¿Para qué ver a Hugo Blanco? ("ESPECIAL")

Dejemos la pandemia viral COVID-19 en el Perú un rato.

Algo de bullicio ha causado la exhibición de un documental financiado por el Ministerio de Cultura sobre Hugo Blanco. Realizado el año anterior, el filme llamado Río profundo fue dirigido por la cineasta Malena Martínez. El estreno fue a través de la red social Vimeo el primero de mayo. Se entraba con pases virtuales especiales y hasta hubo un conversatorio.

¿Quién es Hugo Blanco?. Cusqueño, Blanco nació en 1934. Desde joven fue levantisco. Le impresionaban los relatos sobre lucha campesina contra abusos y crueldades (reales, por cierto) de los “gamonales” en las haciendas andinas. En 1954 viajó a Argentina a estudiar Agronomía, pero dejó los estudios y se volvió trotskista y experto en sindicalismo. En 1958 volvió al Perú y en Lima se unió a la facción de Félix Zevallos en el POR, Partido Obrero Revolucionario. Posteriormente, el POR lo mandó a Cusco. En Cusco, Blanco terminaría afiliándose como sindicalista en la federación campesina de La Convención y Lares. Allí obtuvo su visión política “agrarista” y rompió con el “obrerismo” del POR. Mejor dicho, cortó con las tesis ortodoxas del trotskismo.

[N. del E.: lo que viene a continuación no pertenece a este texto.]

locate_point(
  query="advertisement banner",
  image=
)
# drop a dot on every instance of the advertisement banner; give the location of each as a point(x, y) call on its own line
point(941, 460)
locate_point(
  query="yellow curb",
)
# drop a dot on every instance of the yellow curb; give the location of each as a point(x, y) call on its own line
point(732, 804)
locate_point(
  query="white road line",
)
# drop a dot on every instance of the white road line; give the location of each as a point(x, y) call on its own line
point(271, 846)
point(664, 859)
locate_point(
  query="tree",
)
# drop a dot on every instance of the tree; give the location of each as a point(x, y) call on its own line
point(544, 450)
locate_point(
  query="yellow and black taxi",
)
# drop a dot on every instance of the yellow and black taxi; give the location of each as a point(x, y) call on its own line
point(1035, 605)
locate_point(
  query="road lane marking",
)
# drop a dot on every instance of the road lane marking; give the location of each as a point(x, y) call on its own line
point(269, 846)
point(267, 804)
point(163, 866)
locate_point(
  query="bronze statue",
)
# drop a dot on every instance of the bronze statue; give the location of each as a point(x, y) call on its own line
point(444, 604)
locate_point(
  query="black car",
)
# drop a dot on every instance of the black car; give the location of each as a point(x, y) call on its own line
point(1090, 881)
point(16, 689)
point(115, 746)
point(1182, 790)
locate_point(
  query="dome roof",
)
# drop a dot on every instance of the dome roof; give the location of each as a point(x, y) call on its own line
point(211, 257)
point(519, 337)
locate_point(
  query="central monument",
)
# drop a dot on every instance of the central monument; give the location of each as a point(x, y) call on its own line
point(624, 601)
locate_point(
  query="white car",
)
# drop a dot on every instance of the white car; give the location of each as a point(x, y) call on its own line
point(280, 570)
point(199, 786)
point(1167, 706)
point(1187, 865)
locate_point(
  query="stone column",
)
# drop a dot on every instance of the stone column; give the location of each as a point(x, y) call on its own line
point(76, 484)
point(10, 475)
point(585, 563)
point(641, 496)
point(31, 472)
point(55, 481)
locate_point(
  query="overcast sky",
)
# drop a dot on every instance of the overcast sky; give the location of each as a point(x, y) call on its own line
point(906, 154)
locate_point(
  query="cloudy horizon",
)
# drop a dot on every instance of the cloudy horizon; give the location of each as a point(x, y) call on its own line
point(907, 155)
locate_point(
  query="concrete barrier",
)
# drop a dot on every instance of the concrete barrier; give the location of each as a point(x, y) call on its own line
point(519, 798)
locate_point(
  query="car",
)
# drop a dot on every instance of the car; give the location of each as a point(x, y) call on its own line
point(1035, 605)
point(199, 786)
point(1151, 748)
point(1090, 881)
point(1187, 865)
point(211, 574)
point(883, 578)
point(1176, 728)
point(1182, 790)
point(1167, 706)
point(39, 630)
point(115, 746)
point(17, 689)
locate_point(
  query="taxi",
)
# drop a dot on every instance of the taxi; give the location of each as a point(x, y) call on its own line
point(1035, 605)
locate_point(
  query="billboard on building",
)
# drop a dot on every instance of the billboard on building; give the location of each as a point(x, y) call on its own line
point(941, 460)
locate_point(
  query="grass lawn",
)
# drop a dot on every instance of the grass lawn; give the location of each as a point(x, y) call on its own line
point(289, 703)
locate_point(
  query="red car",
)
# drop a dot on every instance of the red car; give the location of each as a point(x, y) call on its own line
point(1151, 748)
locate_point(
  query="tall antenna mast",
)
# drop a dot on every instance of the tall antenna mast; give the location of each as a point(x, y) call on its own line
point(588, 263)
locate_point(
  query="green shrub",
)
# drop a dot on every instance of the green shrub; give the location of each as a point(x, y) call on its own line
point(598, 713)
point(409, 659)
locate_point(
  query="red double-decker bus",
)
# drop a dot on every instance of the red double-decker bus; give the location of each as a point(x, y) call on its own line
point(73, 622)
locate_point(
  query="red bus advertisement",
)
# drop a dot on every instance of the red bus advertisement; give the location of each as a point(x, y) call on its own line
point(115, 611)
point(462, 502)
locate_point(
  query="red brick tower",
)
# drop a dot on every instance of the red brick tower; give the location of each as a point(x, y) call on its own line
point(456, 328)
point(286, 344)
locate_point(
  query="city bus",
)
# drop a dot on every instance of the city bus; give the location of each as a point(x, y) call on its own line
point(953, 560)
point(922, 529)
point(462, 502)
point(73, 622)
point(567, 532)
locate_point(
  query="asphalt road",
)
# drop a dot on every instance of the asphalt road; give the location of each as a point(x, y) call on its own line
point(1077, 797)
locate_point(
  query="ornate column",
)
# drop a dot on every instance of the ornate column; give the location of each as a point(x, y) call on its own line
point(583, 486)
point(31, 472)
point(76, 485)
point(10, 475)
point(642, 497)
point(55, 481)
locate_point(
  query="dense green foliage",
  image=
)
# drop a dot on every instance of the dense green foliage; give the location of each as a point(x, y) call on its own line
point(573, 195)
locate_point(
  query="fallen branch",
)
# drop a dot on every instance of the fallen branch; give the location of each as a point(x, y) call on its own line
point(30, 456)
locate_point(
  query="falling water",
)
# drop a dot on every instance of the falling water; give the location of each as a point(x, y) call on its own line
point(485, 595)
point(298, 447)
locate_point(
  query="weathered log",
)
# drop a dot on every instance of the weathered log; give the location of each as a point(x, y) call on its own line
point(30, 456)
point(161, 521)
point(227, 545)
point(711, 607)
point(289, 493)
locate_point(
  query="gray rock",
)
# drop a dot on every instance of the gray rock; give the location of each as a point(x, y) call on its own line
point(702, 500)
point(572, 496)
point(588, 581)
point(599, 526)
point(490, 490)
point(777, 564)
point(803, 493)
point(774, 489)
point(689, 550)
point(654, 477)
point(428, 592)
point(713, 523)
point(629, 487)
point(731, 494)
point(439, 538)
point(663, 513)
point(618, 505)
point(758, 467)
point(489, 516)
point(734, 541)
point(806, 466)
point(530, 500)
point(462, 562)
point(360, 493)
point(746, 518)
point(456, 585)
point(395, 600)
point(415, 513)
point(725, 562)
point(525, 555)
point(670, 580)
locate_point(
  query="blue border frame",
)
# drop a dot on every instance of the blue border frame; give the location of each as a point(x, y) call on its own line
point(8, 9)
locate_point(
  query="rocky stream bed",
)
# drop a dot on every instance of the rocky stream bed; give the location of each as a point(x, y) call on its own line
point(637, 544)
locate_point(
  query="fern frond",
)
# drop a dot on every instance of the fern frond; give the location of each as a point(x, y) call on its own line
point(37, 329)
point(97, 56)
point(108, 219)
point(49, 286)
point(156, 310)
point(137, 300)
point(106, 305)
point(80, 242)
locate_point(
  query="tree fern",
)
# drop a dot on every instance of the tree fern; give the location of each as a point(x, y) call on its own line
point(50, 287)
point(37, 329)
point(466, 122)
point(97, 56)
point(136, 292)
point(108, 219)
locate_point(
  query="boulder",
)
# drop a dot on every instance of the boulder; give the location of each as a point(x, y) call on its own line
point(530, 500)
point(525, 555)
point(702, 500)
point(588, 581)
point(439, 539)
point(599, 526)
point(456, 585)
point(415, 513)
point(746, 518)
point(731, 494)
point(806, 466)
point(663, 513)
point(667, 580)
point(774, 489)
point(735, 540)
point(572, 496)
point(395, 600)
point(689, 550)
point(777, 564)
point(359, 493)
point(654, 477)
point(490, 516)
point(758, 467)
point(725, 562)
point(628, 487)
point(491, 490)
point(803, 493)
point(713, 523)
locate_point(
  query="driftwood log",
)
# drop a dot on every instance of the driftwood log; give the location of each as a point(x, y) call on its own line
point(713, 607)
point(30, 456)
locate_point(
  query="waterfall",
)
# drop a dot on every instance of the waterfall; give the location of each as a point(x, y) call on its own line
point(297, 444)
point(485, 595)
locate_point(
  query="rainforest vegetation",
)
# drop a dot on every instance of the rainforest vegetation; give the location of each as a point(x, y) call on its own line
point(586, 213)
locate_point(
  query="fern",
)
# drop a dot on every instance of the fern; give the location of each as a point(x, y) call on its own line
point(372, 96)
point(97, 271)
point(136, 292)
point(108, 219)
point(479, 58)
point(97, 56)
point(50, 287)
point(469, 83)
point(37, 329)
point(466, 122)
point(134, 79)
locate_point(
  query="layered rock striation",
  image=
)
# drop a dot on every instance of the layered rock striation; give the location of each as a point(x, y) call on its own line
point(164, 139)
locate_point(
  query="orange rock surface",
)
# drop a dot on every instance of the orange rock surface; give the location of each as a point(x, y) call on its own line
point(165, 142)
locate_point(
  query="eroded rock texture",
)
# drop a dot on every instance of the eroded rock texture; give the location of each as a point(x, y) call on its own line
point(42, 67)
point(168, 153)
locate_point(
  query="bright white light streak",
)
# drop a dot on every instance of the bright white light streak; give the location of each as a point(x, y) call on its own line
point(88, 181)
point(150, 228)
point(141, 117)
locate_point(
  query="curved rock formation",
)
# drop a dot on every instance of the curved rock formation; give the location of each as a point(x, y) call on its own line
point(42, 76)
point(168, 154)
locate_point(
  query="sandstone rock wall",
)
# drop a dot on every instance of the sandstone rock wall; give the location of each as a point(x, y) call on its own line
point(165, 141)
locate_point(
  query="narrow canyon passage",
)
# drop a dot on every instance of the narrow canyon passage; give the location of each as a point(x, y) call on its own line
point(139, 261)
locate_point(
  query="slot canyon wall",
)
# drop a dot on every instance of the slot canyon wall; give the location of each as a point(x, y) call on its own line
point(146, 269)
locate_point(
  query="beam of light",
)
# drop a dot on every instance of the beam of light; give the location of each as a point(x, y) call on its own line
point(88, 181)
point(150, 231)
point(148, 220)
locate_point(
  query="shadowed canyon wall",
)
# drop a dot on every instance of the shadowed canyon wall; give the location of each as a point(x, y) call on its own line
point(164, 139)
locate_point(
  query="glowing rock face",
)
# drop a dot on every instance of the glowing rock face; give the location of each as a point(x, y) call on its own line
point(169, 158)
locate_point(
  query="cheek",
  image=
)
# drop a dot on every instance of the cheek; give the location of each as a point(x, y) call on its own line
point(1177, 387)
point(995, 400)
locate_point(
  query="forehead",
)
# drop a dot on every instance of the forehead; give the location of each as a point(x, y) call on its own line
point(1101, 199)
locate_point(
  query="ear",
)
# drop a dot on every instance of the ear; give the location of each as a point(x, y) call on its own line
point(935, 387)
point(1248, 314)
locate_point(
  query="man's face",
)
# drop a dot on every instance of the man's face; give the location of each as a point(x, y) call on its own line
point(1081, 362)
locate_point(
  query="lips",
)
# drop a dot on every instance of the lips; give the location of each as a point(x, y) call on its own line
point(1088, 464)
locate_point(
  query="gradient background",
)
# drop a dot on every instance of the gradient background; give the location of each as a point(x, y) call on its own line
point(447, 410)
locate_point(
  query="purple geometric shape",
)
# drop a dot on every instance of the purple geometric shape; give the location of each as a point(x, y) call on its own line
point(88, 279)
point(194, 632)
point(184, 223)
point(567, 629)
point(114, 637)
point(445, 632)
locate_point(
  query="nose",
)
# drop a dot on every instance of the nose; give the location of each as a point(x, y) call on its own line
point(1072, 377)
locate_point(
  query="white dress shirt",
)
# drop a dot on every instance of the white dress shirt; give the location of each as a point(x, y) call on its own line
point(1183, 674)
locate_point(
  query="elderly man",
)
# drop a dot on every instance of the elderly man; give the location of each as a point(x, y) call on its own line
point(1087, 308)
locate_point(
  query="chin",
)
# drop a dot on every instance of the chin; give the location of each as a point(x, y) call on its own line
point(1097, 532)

Encaramado dentro de la Confederación Campesina del Perú y la Federación Provincial de La Convención, en 1962 Blanco llamó a una rebelión campesina contra el “gamonalismo” y por tierras en la hacienda Santa Rosa, ubicada en Chaupimayo. En ese momento detentaba el poder la Junta Militar de Gobierno, presidida por el general Ricardo Pérez Godoy, que meses antes había derrocado al gobierno de Manuel Prado, cerrado el Congreso y anulado las elecciones generales de ese año. La Junta tenía simpatías hasta del Partido Comunista de línea moscovita, anti-trotskista.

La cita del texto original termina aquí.